An Irish painter by the name of Murphy, while not a brilliant scholar, was a gifted portrait artist.

Over a short number of years, his fame grew and soon people from all over Ireland were coming to the town of Miltown Malbay, in County Clare, to get him to paint their likenesses.

One day, a beautiful young English woman arrived at his house in a stretch limo and asked if he would paint her in the nude. This being the first time anyone had made such a request he was a bit perturbed, particularly when the woman told him that money was no object and she was willing to pay up to 10,000 pounds.

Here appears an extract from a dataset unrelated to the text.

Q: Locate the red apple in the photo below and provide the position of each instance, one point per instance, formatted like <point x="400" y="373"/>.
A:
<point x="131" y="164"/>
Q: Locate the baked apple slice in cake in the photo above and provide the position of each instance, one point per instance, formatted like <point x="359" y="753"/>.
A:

Not wanting to get into any marital strife, he asked her to wait while he went into the house to confer with Mary, his wife. They talked much about the Rightness and Wrongness of it. It was hard to make the decision but finally his wife agreed, but on one condition.

The painter returned to the waiting limo.

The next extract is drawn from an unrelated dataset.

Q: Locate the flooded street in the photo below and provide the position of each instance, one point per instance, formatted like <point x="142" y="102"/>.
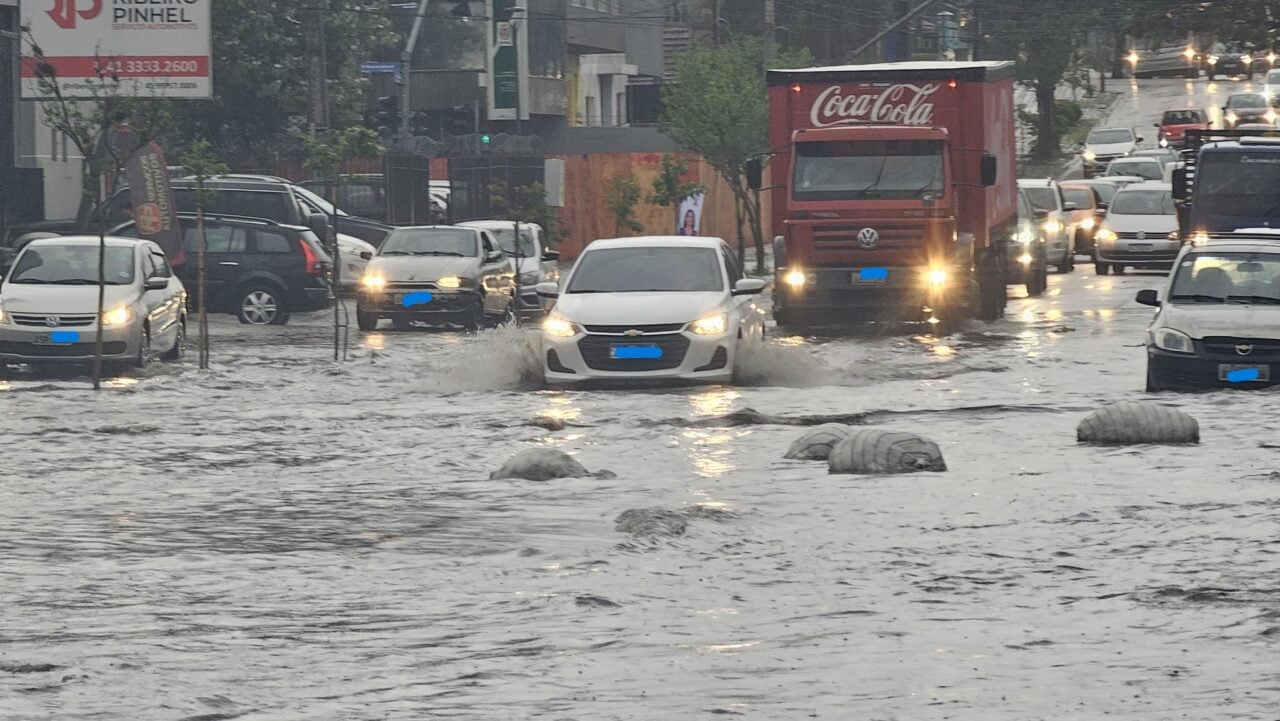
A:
<point x="288" y="538"/>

“T’would be me pleasure to paint yer portrait, missus,” he said. “The wife says it’s okay. I’ll paint you in the nude all right; but I have to at least leave me socks on, so I have a place to wipe me brushes.”

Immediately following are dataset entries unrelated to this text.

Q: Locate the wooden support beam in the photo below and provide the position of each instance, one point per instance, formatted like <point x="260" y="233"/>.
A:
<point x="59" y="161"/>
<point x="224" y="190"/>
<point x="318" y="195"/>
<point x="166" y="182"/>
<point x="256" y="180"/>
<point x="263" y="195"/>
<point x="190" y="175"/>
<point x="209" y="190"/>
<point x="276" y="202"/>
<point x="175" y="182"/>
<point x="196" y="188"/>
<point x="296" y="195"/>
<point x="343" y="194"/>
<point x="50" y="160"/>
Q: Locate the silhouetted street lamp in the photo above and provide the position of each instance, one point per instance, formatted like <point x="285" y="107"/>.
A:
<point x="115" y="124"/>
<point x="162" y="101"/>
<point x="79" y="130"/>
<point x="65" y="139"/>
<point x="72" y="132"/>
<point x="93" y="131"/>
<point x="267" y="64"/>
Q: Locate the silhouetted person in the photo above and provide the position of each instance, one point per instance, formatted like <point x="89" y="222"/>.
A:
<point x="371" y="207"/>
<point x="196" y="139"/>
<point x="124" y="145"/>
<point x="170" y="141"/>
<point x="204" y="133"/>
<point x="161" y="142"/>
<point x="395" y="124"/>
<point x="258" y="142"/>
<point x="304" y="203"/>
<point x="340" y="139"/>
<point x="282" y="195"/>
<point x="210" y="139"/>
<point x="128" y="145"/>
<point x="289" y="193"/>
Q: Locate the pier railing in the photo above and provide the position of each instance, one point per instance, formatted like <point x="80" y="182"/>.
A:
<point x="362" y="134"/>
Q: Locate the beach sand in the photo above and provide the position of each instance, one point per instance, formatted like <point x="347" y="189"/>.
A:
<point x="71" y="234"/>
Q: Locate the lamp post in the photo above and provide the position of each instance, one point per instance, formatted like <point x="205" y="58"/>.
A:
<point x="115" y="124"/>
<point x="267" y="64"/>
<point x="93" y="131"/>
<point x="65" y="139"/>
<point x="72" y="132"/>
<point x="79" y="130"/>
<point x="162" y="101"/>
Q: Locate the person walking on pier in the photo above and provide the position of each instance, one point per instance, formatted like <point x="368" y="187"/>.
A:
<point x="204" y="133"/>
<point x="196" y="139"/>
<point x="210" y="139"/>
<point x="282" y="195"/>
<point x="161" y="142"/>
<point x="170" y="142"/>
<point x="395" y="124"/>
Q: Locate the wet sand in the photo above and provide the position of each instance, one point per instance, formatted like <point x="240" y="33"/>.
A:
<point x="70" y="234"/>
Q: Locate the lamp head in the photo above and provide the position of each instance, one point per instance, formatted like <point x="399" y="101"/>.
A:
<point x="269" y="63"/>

T’is why we love the Irish.

H/t Ken R.


6 responses to “Saturday Funny! The Irish Painter

  1. What a delightful giggle.

    Liked by 4 people

  2. GOD BLESS THE IRISH! Great joke!

    Herein a Limerick:

    There once was a young lass
    Who had a beautiful ass.
    ‘Twas not pink like you’d think,
    But was gray, had long ears and ate grass.

    Liked by 3 people

    • Yo, Steven!
      I learned this as:

      There once was a young maid of Madras,
      who had a magnificient ass,
      not rounded and pink,
      as you probably think,
      it was grey, had long ears, and ate grass.

      It’s part of a longer song cycle, quite funny, along with this gem:

      There once was a young maid of Wantage,
      of whom the Town Clerk took advantage.
      Said the County Surveyor, ‘Of course you must pay her,
      you’ve altered the line of her frontage!’


  3. Lovely tale. Too bad it does not correspond to the Irish as we know them today…


  4. As a trained “artiste” and art teacher…(of course, like so many in the USA, with a big dose of Irish DNA, personally), I can say heartily “HA HA!!!” And, thanks!